On insurance distribution in the region, the consulting firm found that tied agency forces are the “largest” life insurance distribution channel, while bancassurance and direct marketing are “growing fast” in many countries.

For example, in Japan, bancassurance has taken up 51% of the annuities market. In China, bancassurance took over 30% market share in 2008, while in Hong Kong, bancassurance has taken up around 20% market share in the property/casualty sector and 30% in the life sector.

Celent said Asia-Pacific insurance business is expected to experience some changes, including changing product preference, with customers going back to basics with traditional protection insurance products and health protection products.

Other changes include shrinking demand for nonlife insurance; unfavorable insurer investment results that may lead to price increases for some products; insurers seeking effective ways to lower expense ratios and operating costs to remain profitable amid the global financial crisis; and more attention paid to risk management.

Celent also noted that mergers and acquisitions activities are “becoming increasingly popular” worldwide.

Asian Markets

According to Celent's survey, in Japan, there are 30 nonlife insurers, including 25 local and five joint ventures or foreign companies, and 42 life insurers including 29 local, 13 joint ventures or foreign insurers, with local insurers dominating the market. The market is “concentrated” with the top five life insurers controlling 55% of the market, while the top five nonlife insurers control 83% of business.

In China, there are 47 nonlife insurers, including 31 local and 16 foreign companies, and 56 life insurers, including 30 local and 26 joint ventures. It is also a “concentrated” market, with the top five nonlife and life insurers, respectively, accounting for 75.5% and 78.5% market share, while foreign insurers only account for 1.2% and 4.9% in the nonlife and life sectors, respectively.

In Hong Kong, the market is “very open and fragmented,” with 130 nonlife and 65 life insurers operating. The top five nonlife insurers and life insurers respectively account for 24.8% and 55.8% of market share.

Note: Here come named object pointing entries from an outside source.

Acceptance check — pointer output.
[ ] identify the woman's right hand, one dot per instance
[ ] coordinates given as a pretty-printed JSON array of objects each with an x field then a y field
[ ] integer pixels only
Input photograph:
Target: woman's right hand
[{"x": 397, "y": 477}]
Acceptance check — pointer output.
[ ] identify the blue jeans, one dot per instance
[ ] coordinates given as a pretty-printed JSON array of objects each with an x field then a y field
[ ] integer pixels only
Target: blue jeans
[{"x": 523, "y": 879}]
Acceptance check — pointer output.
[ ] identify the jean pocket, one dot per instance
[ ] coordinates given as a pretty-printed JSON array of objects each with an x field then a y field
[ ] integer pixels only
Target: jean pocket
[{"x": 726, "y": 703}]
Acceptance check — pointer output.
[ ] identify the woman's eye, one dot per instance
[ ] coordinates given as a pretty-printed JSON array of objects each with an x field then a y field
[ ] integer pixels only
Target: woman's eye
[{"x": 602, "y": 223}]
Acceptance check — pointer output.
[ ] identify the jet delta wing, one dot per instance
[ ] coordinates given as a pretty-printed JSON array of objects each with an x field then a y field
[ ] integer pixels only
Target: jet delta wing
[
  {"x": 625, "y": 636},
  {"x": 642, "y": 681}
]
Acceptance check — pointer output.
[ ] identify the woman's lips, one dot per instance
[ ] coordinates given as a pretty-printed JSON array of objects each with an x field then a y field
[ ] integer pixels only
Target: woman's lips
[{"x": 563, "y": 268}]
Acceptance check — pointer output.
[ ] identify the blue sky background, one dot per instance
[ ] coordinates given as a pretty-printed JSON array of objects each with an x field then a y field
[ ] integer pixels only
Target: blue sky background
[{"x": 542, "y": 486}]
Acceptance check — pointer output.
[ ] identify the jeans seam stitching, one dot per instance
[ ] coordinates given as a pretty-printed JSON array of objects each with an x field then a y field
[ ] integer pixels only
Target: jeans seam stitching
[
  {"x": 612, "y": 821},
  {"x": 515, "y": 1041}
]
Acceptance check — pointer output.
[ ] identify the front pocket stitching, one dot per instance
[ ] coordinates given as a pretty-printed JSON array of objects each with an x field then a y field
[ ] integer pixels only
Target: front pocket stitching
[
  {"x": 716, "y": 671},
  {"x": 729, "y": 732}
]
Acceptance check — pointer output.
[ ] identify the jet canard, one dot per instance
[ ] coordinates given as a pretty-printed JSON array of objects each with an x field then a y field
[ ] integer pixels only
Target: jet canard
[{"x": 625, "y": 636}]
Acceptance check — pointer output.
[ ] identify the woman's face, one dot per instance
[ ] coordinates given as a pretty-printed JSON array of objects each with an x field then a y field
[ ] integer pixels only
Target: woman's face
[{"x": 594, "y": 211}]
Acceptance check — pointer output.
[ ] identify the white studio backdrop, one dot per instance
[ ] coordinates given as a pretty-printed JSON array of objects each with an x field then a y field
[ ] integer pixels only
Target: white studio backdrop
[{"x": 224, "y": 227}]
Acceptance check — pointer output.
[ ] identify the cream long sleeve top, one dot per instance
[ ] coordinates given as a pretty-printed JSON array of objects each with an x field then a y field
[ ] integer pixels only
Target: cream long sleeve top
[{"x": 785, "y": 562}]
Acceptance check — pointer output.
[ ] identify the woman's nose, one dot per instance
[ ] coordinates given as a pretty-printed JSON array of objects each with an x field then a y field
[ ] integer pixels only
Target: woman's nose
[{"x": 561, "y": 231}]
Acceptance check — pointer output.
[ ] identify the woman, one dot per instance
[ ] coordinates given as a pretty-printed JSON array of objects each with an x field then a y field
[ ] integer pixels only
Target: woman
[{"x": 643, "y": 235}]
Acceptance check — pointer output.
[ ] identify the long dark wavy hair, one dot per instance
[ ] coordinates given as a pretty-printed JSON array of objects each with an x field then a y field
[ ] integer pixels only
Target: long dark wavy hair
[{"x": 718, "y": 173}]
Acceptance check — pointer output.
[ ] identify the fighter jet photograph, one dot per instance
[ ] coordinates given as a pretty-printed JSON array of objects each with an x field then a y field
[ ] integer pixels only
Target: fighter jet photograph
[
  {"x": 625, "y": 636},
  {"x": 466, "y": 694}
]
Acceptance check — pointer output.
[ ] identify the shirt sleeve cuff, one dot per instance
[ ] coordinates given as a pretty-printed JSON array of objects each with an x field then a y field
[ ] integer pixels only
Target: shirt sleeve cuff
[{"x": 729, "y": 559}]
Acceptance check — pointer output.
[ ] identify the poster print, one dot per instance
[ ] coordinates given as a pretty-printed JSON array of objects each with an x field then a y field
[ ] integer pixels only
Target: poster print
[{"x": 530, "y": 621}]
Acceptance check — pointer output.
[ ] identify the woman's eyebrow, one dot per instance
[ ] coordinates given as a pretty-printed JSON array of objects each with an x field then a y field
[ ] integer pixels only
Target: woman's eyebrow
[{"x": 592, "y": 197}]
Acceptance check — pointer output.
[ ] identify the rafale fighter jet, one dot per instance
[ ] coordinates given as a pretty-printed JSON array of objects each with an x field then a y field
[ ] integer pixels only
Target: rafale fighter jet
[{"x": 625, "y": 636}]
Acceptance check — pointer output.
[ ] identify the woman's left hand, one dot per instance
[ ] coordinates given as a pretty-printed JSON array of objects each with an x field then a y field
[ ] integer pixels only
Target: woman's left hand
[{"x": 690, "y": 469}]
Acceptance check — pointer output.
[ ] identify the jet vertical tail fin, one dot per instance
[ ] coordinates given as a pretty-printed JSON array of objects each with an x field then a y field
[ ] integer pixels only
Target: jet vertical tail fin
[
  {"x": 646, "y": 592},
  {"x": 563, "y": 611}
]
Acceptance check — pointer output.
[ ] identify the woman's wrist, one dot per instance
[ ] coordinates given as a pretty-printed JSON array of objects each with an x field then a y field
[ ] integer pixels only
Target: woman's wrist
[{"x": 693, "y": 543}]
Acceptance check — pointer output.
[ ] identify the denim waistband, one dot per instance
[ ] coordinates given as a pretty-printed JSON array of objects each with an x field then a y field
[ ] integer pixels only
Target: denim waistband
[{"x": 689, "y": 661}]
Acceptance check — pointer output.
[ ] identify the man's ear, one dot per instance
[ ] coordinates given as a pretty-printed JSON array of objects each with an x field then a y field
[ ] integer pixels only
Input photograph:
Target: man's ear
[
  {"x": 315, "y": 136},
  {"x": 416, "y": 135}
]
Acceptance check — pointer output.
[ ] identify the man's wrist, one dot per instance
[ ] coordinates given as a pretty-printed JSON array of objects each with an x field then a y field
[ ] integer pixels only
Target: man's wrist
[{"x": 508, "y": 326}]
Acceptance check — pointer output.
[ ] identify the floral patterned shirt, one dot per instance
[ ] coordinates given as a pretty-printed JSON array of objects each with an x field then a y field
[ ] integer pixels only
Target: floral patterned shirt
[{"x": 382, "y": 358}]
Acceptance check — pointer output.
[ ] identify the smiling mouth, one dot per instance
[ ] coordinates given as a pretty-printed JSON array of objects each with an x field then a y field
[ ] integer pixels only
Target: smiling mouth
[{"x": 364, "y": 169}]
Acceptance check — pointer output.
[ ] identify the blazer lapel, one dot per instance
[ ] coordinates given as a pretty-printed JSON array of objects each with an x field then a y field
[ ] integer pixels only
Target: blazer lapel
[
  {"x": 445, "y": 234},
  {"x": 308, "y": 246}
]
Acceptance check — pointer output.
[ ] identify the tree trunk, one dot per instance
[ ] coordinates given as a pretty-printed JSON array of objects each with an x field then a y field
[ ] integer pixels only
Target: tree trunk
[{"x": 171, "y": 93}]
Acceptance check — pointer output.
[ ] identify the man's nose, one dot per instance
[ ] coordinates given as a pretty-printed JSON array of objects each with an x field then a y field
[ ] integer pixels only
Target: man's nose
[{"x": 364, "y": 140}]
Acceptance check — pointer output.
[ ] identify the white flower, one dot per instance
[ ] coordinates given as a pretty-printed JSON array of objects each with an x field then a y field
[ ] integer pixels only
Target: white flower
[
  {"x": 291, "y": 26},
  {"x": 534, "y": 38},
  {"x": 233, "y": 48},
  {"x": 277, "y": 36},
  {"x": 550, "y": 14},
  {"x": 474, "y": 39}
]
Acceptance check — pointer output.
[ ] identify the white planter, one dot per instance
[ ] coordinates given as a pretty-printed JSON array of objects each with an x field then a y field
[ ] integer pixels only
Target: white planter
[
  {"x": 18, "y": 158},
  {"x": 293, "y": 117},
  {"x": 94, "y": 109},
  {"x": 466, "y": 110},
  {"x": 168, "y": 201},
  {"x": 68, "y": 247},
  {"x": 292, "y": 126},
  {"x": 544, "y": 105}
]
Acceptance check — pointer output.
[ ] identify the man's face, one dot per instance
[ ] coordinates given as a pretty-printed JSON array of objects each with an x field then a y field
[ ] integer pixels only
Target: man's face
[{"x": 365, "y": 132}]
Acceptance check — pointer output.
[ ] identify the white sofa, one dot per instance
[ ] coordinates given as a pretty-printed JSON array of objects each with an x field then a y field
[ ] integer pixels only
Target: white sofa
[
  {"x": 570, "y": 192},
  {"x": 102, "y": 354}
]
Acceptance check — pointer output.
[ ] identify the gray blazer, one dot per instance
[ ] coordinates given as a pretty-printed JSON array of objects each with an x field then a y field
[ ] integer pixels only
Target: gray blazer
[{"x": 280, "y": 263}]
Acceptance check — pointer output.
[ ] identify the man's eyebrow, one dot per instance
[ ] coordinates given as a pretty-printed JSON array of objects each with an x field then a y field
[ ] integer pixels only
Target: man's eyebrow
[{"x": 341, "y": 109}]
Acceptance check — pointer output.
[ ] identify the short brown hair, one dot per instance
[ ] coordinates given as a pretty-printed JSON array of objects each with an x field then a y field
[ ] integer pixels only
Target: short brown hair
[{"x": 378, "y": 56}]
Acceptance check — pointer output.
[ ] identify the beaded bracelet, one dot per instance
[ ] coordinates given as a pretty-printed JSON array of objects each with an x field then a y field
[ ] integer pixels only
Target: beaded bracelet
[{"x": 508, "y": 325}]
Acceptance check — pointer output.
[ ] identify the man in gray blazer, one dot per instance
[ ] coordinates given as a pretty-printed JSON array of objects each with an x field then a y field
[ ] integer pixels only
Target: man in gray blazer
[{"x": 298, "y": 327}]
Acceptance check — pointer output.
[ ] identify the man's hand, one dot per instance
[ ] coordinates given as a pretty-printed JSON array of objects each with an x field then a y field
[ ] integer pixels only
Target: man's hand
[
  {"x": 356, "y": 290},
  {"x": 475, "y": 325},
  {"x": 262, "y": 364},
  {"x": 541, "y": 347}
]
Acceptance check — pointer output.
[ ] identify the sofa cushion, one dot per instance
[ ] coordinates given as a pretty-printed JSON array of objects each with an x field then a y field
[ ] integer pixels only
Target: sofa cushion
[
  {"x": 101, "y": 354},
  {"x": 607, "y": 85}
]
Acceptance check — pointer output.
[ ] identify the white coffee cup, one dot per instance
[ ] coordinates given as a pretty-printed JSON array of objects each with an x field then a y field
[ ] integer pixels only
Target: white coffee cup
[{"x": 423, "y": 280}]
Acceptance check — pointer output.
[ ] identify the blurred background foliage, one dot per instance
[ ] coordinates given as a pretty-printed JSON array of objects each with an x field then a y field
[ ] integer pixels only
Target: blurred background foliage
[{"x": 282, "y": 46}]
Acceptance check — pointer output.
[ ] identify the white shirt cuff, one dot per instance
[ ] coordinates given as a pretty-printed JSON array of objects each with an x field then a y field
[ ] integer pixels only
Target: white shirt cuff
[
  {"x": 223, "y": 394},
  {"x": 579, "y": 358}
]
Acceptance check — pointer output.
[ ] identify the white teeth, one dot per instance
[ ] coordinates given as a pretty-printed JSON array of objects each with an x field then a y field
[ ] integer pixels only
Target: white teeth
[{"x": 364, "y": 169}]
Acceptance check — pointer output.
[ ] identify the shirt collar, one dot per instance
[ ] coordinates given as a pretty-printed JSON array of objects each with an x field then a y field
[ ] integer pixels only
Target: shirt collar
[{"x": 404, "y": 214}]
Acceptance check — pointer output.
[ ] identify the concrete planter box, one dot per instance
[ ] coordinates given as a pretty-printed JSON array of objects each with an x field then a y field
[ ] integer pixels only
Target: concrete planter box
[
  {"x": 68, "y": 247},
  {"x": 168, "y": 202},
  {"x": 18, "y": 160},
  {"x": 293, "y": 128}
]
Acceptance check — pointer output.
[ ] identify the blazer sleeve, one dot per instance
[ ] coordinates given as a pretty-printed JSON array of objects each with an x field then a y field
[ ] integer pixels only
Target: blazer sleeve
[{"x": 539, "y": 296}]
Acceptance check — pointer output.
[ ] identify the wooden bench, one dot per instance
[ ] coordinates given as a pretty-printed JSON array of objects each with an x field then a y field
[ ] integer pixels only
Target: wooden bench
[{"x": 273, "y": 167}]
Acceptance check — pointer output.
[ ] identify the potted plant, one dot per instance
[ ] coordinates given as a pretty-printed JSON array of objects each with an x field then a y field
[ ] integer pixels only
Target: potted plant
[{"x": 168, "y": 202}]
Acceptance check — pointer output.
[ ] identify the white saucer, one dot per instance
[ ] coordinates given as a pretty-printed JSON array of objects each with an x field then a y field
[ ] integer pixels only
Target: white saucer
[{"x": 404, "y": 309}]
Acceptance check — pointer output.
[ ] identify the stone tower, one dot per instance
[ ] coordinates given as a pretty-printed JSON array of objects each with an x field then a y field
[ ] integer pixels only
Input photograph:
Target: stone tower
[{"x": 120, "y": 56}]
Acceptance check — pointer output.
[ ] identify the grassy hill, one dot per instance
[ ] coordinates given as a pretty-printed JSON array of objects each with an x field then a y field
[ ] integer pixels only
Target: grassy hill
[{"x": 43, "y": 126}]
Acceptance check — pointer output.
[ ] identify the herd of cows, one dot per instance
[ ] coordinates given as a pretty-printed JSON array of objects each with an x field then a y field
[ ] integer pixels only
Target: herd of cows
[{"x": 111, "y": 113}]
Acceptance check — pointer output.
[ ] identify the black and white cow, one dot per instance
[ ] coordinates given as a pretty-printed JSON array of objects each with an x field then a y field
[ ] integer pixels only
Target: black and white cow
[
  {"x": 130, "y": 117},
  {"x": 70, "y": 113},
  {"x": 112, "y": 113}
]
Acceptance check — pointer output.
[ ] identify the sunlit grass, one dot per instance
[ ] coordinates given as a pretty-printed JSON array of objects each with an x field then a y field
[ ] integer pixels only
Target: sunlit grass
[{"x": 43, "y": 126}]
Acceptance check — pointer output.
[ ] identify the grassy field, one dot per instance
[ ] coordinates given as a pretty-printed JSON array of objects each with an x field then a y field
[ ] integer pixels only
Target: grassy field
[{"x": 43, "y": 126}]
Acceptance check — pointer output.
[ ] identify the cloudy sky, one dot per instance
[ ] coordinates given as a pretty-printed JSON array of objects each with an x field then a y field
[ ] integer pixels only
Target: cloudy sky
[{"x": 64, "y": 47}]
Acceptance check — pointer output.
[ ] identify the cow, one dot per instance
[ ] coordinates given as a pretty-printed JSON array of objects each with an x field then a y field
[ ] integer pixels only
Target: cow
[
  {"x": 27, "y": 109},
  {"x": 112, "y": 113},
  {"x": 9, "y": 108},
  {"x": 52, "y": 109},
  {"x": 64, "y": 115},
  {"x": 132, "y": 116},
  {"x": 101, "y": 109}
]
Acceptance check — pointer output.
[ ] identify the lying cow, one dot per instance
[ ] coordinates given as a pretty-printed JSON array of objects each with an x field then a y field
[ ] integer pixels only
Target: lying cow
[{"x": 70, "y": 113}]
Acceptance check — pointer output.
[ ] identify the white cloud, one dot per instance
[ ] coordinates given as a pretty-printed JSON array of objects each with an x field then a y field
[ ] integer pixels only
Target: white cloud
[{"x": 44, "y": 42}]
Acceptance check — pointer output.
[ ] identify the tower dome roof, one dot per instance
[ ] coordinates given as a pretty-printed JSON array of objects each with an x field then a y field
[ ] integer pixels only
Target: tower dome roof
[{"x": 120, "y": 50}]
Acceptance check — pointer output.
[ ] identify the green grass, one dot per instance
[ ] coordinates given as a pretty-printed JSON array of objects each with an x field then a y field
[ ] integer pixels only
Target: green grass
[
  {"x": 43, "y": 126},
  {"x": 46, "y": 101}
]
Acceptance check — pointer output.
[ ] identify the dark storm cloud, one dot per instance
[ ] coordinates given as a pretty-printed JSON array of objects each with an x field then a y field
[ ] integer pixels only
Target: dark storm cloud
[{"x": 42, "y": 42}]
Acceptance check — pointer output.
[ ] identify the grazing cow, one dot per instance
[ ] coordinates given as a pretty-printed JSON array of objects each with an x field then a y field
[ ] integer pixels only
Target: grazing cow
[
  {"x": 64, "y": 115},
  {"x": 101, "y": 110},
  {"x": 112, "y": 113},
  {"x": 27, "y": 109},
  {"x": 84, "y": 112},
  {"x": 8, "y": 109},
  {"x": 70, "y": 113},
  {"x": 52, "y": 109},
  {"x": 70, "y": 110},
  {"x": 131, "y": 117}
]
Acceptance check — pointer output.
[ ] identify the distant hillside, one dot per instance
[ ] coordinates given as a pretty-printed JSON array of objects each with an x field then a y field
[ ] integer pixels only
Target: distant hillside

In South Korea, with contributions from new sales channels such as bancassurance, telemarketing, home shopping networks and the innovative products that foreign insurers developed, the market share of foreign insurers grew from 8% in 2001 to 18.9% in 2006.

In India, there are 20 nonlife and 21 life insurers. With favorable policies introduced by domestic regulators, foreign insurers are encouraged to form joint ventures with local companies by taking up the maximum market share of 26% in joint ventures. State-owned Life Insurance Corporation of India still takes in 86% of total premiums.

On the nonlife side, the relevant business in India was nationalized in 1972 as the General Insurance Corporation of India, a holding company that included four major subsidiaries, which takes up 71% market share in premium income.

In Singapore, there are more than 50 nonlife insurers and 18 life insurers. The domestic nonlife insurance market has “moderate” market concentration, with the top five insurers accounting for 43% of the market in 2007, while the top five life insurers accounted for 77%.